Graff, Bobby (1990)
Another excellent teacher-coach and an outstanding catcher enters the Maine Baseball Hall of Fame when Bobby Graff receives his plaque.
Bob was a three-sports star at Portland High School from 1938 to 1941 and caught for two title teams. In 1940 his Portland nines shared the Telegram Title with Westbrook, but in 1941 the Blue Bulldogs stood alone and senior Bobby Graff was the All-Star catcher. It was a stellar team and teammates Hank Stillman, ““Nundi’ Romano, Jack Silverman and Funzi DePaulo joined their popular Captain, Graff, on the All-Star club.
After high school, Bobby attended Coburn Classical Institute and then had a stint with Uncle Sam’s Army during which he managed to get in some innings with the Medical Corps in New Guinea (a “household name” in World War II days).

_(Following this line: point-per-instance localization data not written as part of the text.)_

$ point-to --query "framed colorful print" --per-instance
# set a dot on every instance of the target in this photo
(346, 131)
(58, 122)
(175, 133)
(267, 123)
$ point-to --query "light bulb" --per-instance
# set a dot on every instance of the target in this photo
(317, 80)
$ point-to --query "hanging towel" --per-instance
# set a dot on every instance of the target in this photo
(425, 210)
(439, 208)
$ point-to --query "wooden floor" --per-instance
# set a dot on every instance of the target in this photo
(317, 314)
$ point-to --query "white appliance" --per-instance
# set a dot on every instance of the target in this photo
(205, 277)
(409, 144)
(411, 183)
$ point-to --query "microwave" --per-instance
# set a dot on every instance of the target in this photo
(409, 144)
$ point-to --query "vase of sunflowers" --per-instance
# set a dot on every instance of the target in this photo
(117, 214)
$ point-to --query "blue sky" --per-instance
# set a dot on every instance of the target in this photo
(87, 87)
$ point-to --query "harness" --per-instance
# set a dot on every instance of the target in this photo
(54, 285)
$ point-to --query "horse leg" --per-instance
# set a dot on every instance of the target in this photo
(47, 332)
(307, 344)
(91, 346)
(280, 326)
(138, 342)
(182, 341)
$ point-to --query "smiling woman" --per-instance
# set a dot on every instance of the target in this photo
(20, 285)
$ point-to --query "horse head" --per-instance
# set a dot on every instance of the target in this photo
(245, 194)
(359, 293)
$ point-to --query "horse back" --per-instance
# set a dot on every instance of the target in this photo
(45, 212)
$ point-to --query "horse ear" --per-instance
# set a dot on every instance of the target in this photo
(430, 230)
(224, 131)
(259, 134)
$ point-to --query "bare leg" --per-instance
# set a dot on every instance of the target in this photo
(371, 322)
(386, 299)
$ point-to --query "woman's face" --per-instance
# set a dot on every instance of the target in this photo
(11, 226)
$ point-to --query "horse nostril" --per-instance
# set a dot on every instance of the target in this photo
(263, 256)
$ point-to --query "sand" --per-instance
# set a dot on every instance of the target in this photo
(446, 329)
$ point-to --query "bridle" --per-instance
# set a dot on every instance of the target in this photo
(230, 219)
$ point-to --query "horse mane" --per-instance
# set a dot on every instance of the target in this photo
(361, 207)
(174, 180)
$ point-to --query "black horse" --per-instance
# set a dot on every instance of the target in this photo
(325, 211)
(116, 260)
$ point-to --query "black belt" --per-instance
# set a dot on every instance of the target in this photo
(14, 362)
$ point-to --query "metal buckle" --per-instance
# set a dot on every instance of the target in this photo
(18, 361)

it was reported in 1943, upon leaving for the Army, that he was “such a brilliant catching prospect that big league Scouts kept tabs on him while he was in school!’’.
Returning to civvies, Bobby attended Bowdoin College and became one of the Polar Bears best in football and baseball]. Under the colorful and legendary Dan MacFayden, Bowdoin was enjoying a great run in baseball and Bobby was a significant part of it. The rugged backstop played on State Series Championship teams in 1949, 1950 and 1951 and was Co-Captain of the 1950 club with his battery-mate, Bernie Johnson. To this date still, Graff holds the Bowdoin record for highest batting average for a season - .433 in 1950. Bowdoin was 34-11 for the three seasons.
While attending Bowdoin and for a few years after graduation, Graff played in various circuits including the Portland Twilight League, Down East League with the Franklin Flyers, Pine Tree League, York Co. League and a New Brunswick League.
In 1955 Bob, then coaching baseball as an assistant at Portland High, teamed with his Head Coach, the late Edson Hadlock (H of F ‘76), in a very interesting Twilight League game. Hadlock pitched a one-hit shutout with 12 K’s and 0 walks. All Graff did was catch and account for the only runs in the game with a first inning two-run homer.
Prior to returning to his Alma Mater at Portland, Bobby served as baseball coach at Livermore Falls High School. In addition to his baseball duties at P.H.S. Bobby coached football for 20 years (12 as head coach) until his pigskin retirement in 1972.
Dick Doyle labeled Bobby’s wife Mary, “one of sportsdom’s most enduring, loyal gals’ and tonight Mary will be joined by their children Libby, Margaret, Jimmy and Mary-Ellen in saluting Dad.